Orang-orang tak pernah bergerak jauh memilih mengetahui Barat dari bacaan, lagu, foto, dan film. Pada masa lalu gagasan dan imajinasi Barat bersinggungan dengan pengajaran. Bocah-bocah mendapatkan buku untuk mengerti dan menilai beragam hal. Buku bukan “panduan” agar bocah-bocah sah menuju Barat. Pesona buku adalah judul dan gambar-gambar, selain materi pengajaran. Buku lawas mengingatkan itu berjudul Djalan ke Barat disusun HP Van Der Laak, Mohammaed Sjafei, dan GJ Nieuwenhuis. Kita beruntung masih mendapatkan buku masa lalu meski tanpa sampul. Buku diterbitkan JB Wolters, 1949. Kita menandai itu tahun pengakuan kedaulatan. Ingatan penting atas nasib bahasa Belanda dalam pendidikan-pengajaran dan pergaulan di Indonesia sudah diproklamasikan pada 1945. Isi buku sering berbahasa Belanda.

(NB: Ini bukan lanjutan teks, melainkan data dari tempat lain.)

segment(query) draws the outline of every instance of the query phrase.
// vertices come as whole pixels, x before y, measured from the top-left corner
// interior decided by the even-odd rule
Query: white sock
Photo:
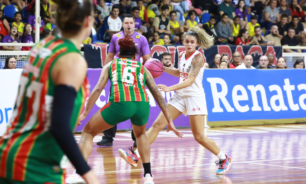
[[[226,159],[226,156],[225,156],[224,154],[221,150],[220,150],[220,152],[219,153],[219,154],[216,156],[218,157],[219,160],[225,160]]]
[[[138,152],[138,149],[136,149],[136,150],[135,150],[135,152],[136,152],[136,154],[137,155],[137,156],[138,157],[138,158],[140,158],[140,155],[139,155],[139,153]]]

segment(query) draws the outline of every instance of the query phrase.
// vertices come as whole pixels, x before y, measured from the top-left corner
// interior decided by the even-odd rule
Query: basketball
[[[157,79],[162,74],[164,67],[162,62],[157,59],[150,59],[146,62],[144,66],[151,73],[153,79]]]

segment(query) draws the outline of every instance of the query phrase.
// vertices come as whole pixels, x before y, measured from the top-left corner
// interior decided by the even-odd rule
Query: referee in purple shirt
[[[144,59],[143,63],[144,63],[150,59],[150,54],[151,53],[151,51],[149,47],[149,44],[147,39],[142,35],[134,31],[135,19],[132,15],[127,14],[125,15],[123,17],[122,24],[124,30],[115,34],[112,38],[110,47],[108,49],[108,53],[105,59],[104,65],[114,60],[115,55],[116,59],[119,58],[118,54],[119,53],[119,45],[117,44],[117,42],[119,39],[123,38],[125,35],[130,36],[134,40],[134,42],[136,43],[136,44],[138,51],[136,60],[140,62],[140,58],[142,55]],[[113,146],[113,138],[116,135],[117,130],[117,125],[116,125],[112,128],[104,131],[103,132],[104,136],[102,137],[102,140],[97,143],[97,144],[99,146]],[[136,147],[136,138],[132,130],[132,139],[134,141],[134,146]]]

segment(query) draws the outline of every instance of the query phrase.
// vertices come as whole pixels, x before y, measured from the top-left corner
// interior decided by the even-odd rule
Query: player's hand
[[[79,117],[79,120],[77,122],[77,125],[79,126],[82,124],[82,123],[81,123],[81,121],[85,119],[87,117],[87,115],[85,115],[83,114],[81,114],[81,115],[80,115],[80,117]]]
[[[170,120],[170,122],[168,123],[168,128],[167,129],[167,132],[169,132],[170,130],[173,131],[175,135],[179,137],[183,138],[183,136],[184,135],[182,133],[179,132],[174,126],[173,122],[172,121],[172,120]]]
[[[157,85],[157,87],[159,89],[161,89],[159,90],[160,91],[165,91],[165,92],[169,92],[171,91],[171,89],[170,89],[170,88],[169,87],[167,87],[163,84],[159,84]]]

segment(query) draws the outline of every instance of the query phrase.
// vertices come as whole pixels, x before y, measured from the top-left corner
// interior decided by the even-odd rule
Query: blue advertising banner
[[[305,76],[304,69],[206,70],[208,121],[305,118]]]

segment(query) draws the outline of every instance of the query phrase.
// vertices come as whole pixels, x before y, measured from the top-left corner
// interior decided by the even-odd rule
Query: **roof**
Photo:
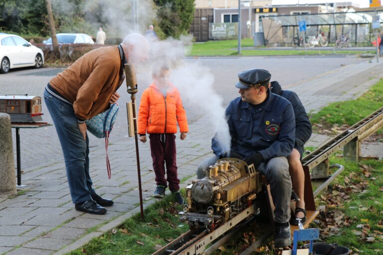
[[[383,11],[378,11],[381,22],[383,22]],[[369,24],[372,22],[374,11],[335,12],[298,15],[280,15],[265,17],[272,19],[282,26],[297,26],[301,20],[308,25]]]
[[[0,96],[0,100],[7,99],[7,100],[33,100],[33,99],[41,99],[41,98],[38,96],[21,96],[21,95],[6,95],[5,96]]]

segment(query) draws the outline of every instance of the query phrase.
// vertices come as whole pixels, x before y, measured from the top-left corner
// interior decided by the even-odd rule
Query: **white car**
[[[59,44],[66,43],[88,43],[93,44],[94,42],[90,36],[85,34],[78,33],[59,33],[56,34],[57,37],[57,41]],[[48,40],[42,41],[45,44],[52,44],[52,38],[49,37]]]
[[[39,68],[44,64],[44,53],[14,34],[0,33],[0,73],[6,73],[11,68],[34,66]]]

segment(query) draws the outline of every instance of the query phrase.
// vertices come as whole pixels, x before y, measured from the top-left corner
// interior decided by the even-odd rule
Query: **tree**
[[[194,16],[193,0],[154,0],[159,7],[159,25],[167,36],[179,38],[188,32]]]
[[[49,22],[49,29],[52,37],[52,45],[53,46],[53,54],[57,57],[60,56],[60,52],[58,50],[58,43],[57,37],[56,36],[56,27],[53,19],[53,13],[52,12],[52,4],[50,0],[45,0],[46,3],[46,10],[48,12],[48,20]]]

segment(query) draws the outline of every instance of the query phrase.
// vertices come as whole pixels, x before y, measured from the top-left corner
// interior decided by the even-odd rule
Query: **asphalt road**
[[[355,56],[190,57],[185,59],[180,70],[174,72],[175,77],[173,78],[176,81],[180,81],[176,85],[180,86],[189,121],[192,123],[206,113],[203,110],[204,108],[210,107],[210,113],[218,108],[223,109],[231,99],[238,96],[238,90],[234,85],[237,80],[237,74],[242,71],[255,68],[266,69],[271,73],[272,80],[277,80],[282,87],[286,86],[294,90],[294,84],[302,81],[309,81],[311,77],[325,76],[341,67],[366,61]],[[11,70],[7,74],[0,75],[0,95],[27,94],[42,96],[49,79],[62,70],[48,68]],[[138,104],[142,91],[150,84],[152,78],[148,65],[139,67],[137,70]],[[130,101],[125,83],[118,92],[121,98],[117,123],[122,128],[113,130],[112,138],[116,139],[126,135],[124,105]],[[43,102],[42,110],[44,121],[51,123]],[[62,159],[59,143],[52,127],[21,130],[21,165],[25,170]],[[102,142],[101,139],[91,137],[91,144]]]

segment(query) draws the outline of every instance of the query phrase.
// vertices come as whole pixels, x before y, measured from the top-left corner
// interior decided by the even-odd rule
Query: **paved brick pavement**
[[[216,62],[219,59],[207,58],[203,61],[204,63],[210,63]],[[334,61],[336,61],[337,59]],[[315,58],[310,60],[317,63],[324,60]],[[340,65],[337,62],[337,66],[334,66],[329,70],[310,70],[309,75],[302,72],[301,74],[296,74],[284,69],[279,69],[280,72],[274,69],[279,67],[276,66],[280,64],[277,63],[280,62],[280,60],[276,58],[268,60],[267,58],[235,58],[229,60],[224,62],[227,65],[219,70],[217,70],[218,67],[208,65],[216,75],[216,89],[221,88],[220,83],[224,83],[225,81],[222,79],[225,78],[219,75],[224,72],[225,70],[234,68],[234,70],[231,72],[235,73],[237,72],[237,69],[247,69],[241,66],[242,61],[262,61],[265,65],[270,66],[269,69],[274,69],[271,73],[277,74],[275,79],[283,81],[282,84],[286,85],[284,86],[285,88],[295,91],[308,111],[314,111],[330,102],[357,97],[381,78],[381,73],[378,72],[378,70],[383,66],[382,64],[378,64],[374,61],[369,63],[351,58],[346,60],[348,63],[346,63],[345,66],[339,67]],[[308,61],[305,59],[301,60]],[[291,61],[294,62],[291,60],[290,63]],[[233,67],[233,62],[237,63],[239,66]],[[247,64],[248,68],[248,62]],[[40,76],[28,76],[30,95],[41,95],[43,88],[41,84],[47,82],[49,77],[57,72],[52,70],[42,71],[47,73]],[[35,71],[29,69],[24,72],[27,74],[35,73]],[[284,75],[292,77],[287,78]],[[17,83],[19,79],[17,76],[11,77],[8,80],[10,83],[12,81]],[[2,92],[5,87],[0,82],[0,91]],[[224,103],[227,103],[229,99],[227,93],[231,91],[229,96],[232,96],[232,92],[235,91],[228,87],[221,88],[226,97],[224,97]],[[21,89],[19,90],[22,90]],[[336,93],[332,93],[332,91],[336,91]],[[122,95],[124,95],[122,93],[126,94],[122,91]],[[123,102],[129,100],[125,95],[123,96],[122,99]],[[27,186],[22,189],[25,192],[23,195],[10,199],[0,198],[0,254],[63,254],[84,244],[91,238],[102,235],[131,215],[139,212],[139,208],[137,207],[139,198],[137,190],[134,139],[126,136],[126,121],[122,121],[124,116],[126,116],[123,108],[122,108],[120,115],[121,120],[115,127],[109,144],[112,173],[111,179],[107,179],[106,173],[103,142],[91,137],[90,169],[95,187],[100,195],[112,198],[115,202],[113,206],[108,208],[108,213],[105,215],[89,215],[74,210],[66,183],[61,152],[53,128],[41,128],[38,131],[21,130],[21,142],[24,143],[22,154],[24,169],[22,182]],[[44,112],[45,121],[50,122],[46,109]],[[208,116],[200,117],[197,113],[192,116],[191,132],[187,140],[177,140],[179,177],[184,180],[193,176],[200,161],[211,155],[210,142],[214,133],[211,120]],[[28,137],[25,137],[26,136]],[[316,147],[330,138],[314,134],[307,145]],[[154,173],[151,170],[149,144],[140,143],[139,146],[143,187],[145,190],[143,196],[149,198],[155,188]],[[383,151],[381,143],[374,146],[377,146],[374,147],[376,151]],[[23,158],[28,159],[29,161],[25,161]],[[146,200],[145,206],[155,202],[154,199]],[[90,228],[95,230],[87,234]]]

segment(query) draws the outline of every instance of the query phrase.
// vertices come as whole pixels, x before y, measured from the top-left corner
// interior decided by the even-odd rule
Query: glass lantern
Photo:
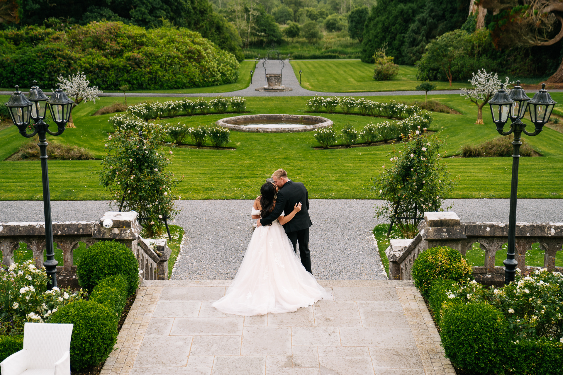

Orang tak bisa berbahasa Belanda asal menduga saja setiap menemukan gambar-gambar apik. Ia tak bisa membaca. Imajinasi kengawuran diperlukan berlagak ingin mengerti manusia, tempat, peristiwa berkaitan Indonesia. Di halaman 44, ada gambar rumah, halaman, dan kerbau. Kita berimajinasi bocah-bocah di Indonesia memiliki kebiasaan memelihara kerbau. Ia menjadi gembala.

Di halaman 66, kita melihat gambar elok. Kebun atau taman itu sejuk. Kita bisa turut mengalami bermain bersama bocah-bocah di naungan pohon rimbun. Di situ, ada sungai dengan bebek berenang. Bunga-bunga tampak tebar pesona. Sekian hewan bersama bocah-bocah. Selaras. Tiga bocah bermain tangkap bola. Ada gadis kecil duduk di kursi. Ia menikmati hari atau melamun. Kita pun melihat lelaki membawa kambing. Di sana, adegan ibu menimba di sumur. Pemandangan indah. Kita tak bisa membaca cerita atau keterangan dalam bahasa Belanda. Berpatokan gambar saja menuruti imajinai ngalor-ngidul.  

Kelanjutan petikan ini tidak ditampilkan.